In this section we discuss the area and power overhead incurred by the proposed scheme. The modifications proposed to the router microarchitecture include 4 multiplexers and 4 demultiplexers in addition to the four output latches. The mux and demux selection signals are only toggled when the router powers on or off, so the logic needed for the select signals is minimal. Every router has two sets of PSRs, where each entry incurs a 2 bit overhead (for power state). Hence the total overhead for the PSRs accounts to 16 bits (2 sets of 4-entry registers).

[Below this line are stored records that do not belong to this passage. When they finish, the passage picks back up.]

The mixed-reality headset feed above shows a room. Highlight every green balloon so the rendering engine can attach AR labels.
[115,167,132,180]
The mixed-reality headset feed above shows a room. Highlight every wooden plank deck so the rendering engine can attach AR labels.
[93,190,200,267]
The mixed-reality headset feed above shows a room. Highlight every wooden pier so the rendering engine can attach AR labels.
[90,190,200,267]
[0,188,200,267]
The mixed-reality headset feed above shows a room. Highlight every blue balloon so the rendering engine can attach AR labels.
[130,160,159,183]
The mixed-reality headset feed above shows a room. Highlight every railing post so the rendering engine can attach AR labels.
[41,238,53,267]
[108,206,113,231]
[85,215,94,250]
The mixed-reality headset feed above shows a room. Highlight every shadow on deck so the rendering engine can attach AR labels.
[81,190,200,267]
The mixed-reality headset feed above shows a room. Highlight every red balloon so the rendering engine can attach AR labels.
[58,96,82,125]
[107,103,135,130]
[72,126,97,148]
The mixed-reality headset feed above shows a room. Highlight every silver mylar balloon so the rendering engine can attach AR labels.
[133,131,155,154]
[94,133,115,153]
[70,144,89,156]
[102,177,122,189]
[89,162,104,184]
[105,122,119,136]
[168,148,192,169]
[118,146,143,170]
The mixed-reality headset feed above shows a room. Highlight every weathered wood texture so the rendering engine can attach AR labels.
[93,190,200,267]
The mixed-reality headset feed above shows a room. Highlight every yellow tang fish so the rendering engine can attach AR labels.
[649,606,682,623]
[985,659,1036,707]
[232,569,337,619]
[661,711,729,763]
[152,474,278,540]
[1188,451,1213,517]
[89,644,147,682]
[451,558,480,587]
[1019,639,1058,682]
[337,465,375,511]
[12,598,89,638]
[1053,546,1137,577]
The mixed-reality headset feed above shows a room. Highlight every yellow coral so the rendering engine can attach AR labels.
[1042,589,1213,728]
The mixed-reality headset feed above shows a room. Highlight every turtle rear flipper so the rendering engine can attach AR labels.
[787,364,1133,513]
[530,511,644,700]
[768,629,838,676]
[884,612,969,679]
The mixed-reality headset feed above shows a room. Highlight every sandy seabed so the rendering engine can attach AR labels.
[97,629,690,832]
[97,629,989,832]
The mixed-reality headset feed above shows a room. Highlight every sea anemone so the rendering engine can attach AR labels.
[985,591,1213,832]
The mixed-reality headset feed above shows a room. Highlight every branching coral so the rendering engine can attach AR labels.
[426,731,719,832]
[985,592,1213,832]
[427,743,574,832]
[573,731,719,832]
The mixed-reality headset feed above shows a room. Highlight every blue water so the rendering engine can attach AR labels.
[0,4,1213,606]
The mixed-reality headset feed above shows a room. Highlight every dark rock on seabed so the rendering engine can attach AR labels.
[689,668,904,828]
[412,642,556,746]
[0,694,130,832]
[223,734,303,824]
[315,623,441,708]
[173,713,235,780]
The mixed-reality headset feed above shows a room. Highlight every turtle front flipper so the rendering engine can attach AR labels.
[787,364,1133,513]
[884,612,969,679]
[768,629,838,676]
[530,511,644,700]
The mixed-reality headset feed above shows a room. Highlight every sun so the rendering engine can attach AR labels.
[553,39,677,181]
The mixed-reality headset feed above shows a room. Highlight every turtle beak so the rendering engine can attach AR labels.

The credit control logic is modified to be connected to the HSC so that the credit counters can be reset or zeroed based on signals from the HSC. The additional overhead incurred due to this is mainly the connecting wires and minor modifications to the CCL logic for decoding the two HSC signals. The HSC requires 6-bit wires to connect the adjacent neighbor routers (4 bits for current and logical neighbor router power state change notifications, 1 bit for draining notification and 1 bit for physical neighbor assertion). This accounts to approximately 0.1% of baseline router area according to our modeling using DSENT [9]. The HSC also includes the power state transition FSM implementation (4 states), which incurs minimal area overhead. The overall area overhead for the above components for a single router in 32nm technology is quantized at  $2.8 \times 10^{-3} \ mm^2$  which is 3% of the baseline router area. The power consumption of the HSC is also minimal due to the handshaking occurring only after long intervals of time (reconfiguration times) as shown in Section VI. The power consumption overhead for the handshaking and the credit relaying is accounted for in the DSENT model and is included in the power consumption evaluation results in the next section. None of the modifications incur significant critical path delay and do not impact the frequency of operation of the NoC.

#### VI. EXPERIMENTAL EVALUATION

In this section we evaluate the FLOV mechanism by comparing static, dynamic and total power consumptions in addition to NoC latency with Router Parking [17].

#### A. Experimental Methodology

We use Booksim [20] for synthetic workload experiment, and integrate it with gem5 [21] for full system simulation. DSENT [9] is used to estimate static and dynamic power consumptions of the interconnect components with a switching activity of 50% in 32nm technology. A 2GHz clock frequency is assumed for the routers and links. Table I summarizes the simulation configuration parameters. We use both

synthetic and real workloads to evaluate the performance and power-savings of rFLOV and gFLOV against the Baseline interconnects with no router power-gating (Baseline) and Router Parking (RP). We use Uniform Random and Tornado traffic for synthetic workloads and nine benchmarks from PARSEC benchmark suite [11] for our evaluation.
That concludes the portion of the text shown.